Activation of MyD88-dependent TLR1/2 signaling by misfolded α-synuclein, a protein linked to neurodegenerative disorders

Synucleinopathies, such as Parkinson's disease and diffuse Lewy body disease, are progressive neurodegenerative disorders characterized by selective neuronal death, abnormal accumulation of misfolded alpha-synuclein, and sustained microglial activation. In addition to inducing neuronal toxicity, higher-ordered oligomeric alpha-synuclein causes proinflammatory responses in the brain parenchyma by triggering microglial activation, which may exacerbate pathogenic processes by establishing a chronic neuroinflammatory milieu. We found that higher-ordered oligomeric alpha-synuclein induced a proinflammatory microglial phenotype by directly engaging the heterodimer TLR1/2 (Toll-like receptor 1 and 2) at the cell membrane, leading to the nuclear translocation of NF-kappa B (nuclear factor kappa B) and the increased production of the proinflammatory cytokines TNF-alpha (tumor necrosis factor-alpha) and IL-1 beta (interleukin-1 beta) in a MyD88-dependent manner.

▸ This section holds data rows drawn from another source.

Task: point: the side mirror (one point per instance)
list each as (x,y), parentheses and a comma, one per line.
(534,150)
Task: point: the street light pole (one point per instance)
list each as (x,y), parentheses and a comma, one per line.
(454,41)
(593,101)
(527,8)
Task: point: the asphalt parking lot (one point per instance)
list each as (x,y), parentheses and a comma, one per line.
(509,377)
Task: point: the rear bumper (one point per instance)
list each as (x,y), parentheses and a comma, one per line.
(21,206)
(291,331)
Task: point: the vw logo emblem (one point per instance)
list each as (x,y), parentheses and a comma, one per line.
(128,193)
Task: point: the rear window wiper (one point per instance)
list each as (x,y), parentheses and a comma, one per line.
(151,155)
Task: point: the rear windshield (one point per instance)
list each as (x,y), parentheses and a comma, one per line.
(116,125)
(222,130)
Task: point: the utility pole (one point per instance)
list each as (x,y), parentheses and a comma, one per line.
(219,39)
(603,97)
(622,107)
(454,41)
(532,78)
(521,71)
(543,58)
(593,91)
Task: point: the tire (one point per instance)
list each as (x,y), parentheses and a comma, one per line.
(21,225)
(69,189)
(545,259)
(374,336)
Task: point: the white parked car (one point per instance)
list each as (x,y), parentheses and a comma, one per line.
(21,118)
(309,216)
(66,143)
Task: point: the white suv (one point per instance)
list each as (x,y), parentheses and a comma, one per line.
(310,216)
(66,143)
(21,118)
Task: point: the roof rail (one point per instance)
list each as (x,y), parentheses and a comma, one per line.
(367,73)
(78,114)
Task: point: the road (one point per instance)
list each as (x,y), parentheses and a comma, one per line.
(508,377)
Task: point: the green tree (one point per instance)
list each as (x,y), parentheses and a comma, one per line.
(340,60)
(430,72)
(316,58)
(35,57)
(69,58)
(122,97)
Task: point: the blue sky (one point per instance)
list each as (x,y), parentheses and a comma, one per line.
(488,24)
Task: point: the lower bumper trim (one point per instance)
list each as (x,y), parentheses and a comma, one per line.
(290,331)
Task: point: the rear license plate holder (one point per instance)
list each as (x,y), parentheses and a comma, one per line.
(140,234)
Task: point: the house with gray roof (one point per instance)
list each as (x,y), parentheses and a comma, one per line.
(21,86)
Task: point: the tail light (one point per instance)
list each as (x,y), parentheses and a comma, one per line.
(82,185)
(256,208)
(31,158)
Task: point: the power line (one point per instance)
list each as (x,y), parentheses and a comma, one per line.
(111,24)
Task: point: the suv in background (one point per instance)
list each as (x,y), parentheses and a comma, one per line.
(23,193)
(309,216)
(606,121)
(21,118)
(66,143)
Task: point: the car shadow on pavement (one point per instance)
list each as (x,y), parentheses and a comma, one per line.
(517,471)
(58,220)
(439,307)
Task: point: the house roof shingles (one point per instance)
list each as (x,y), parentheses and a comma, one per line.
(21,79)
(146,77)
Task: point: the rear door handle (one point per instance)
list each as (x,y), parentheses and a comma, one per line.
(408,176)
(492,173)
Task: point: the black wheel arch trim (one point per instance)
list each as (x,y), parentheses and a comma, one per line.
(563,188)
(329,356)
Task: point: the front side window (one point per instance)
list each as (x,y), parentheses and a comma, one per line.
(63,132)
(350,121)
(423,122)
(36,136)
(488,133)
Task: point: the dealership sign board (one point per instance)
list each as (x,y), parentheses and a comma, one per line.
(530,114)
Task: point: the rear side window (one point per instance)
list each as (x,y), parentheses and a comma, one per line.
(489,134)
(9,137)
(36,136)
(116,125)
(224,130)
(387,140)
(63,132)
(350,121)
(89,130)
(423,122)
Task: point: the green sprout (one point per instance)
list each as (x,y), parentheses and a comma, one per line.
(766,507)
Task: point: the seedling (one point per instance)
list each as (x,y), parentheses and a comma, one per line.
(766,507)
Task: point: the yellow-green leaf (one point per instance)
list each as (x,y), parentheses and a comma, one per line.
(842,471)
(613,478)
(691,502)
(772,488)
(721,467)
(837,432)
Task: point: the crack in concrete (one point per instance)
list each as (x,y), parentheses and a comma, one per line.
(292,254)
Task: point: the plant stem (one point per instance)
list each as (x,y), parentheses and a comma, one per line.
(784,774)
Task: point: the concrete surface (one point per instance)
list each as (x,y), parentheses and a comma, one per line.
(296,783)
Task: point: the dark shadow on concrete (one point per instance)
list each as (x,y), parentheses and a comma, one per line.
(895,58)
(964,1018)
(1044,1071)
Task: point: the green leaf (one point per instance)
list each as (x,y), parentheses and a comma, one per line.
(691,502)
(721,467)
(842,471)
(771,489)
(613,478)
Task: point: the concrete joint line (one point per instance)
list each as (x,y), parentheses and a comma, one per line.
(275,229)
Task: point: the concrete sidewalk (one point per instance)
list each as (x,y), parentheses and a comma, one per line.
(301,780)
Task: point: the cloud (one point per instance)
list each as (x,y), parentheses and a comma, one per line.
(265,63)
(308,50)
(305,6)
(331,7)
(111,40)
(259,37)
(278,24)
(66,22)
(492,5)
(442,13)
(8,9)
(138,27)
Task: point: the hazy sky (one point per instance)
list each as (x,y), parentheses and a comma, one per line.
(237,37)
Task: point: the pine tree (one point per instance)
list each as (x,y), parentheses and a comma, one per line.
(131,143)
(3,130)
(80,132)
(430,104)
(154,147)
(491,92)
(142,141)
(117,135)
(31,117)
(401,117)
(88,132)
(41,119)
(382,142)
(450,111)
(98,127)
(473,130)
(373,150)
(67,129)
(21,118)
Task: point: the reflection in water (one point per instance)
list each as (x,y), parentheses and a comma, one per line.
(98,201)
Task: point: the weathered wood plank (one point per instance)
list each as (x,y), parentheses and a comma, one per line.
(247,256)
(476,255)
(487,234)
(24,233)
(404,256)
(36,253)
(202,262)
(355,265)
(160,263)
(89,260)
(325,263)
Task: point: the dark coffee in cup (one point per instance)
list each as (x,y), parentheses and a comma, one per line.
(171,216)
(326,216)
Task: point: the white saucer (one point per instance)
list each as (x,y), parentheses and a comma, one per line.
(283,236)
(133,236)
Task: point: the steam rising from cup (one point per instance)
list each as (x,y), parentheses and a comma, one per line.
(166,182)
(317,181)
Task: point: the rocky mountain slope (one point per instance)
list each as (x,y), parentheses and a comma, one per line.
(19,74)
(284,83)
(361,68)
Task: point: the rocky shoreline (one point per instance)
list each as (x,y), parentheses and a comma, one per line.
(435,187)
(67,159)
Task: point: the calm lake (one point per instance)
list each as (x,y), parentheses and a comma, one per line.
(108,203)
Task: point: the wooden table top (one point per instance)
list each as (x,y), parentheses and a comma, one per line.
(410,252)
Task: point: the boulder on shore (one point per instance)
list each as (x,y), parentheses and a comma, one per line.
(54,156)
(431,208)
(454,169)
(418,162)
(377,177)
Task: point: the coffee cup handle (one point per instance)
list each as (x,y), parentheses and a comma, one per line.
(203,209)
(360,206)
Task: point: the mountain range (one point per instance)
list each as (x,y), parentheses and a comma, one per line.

Blocking signaling through the TLR1/2 heterodimer with the small-molecule inhibitor CU-CPT22 reduced the nuclear translocation of NF-kappa B and secretion of TNF-alpha from cultured primary mouse microglia. Candesartan cilexetil, a drug approved for treating hypertension and that inhibits the expression of TLR2, reversed the activated proinflammatory phenotype of primary microglia exposed to oligomeric alpha-synuclein, supporting the possibility of repurposing this drug for synucleinopathies.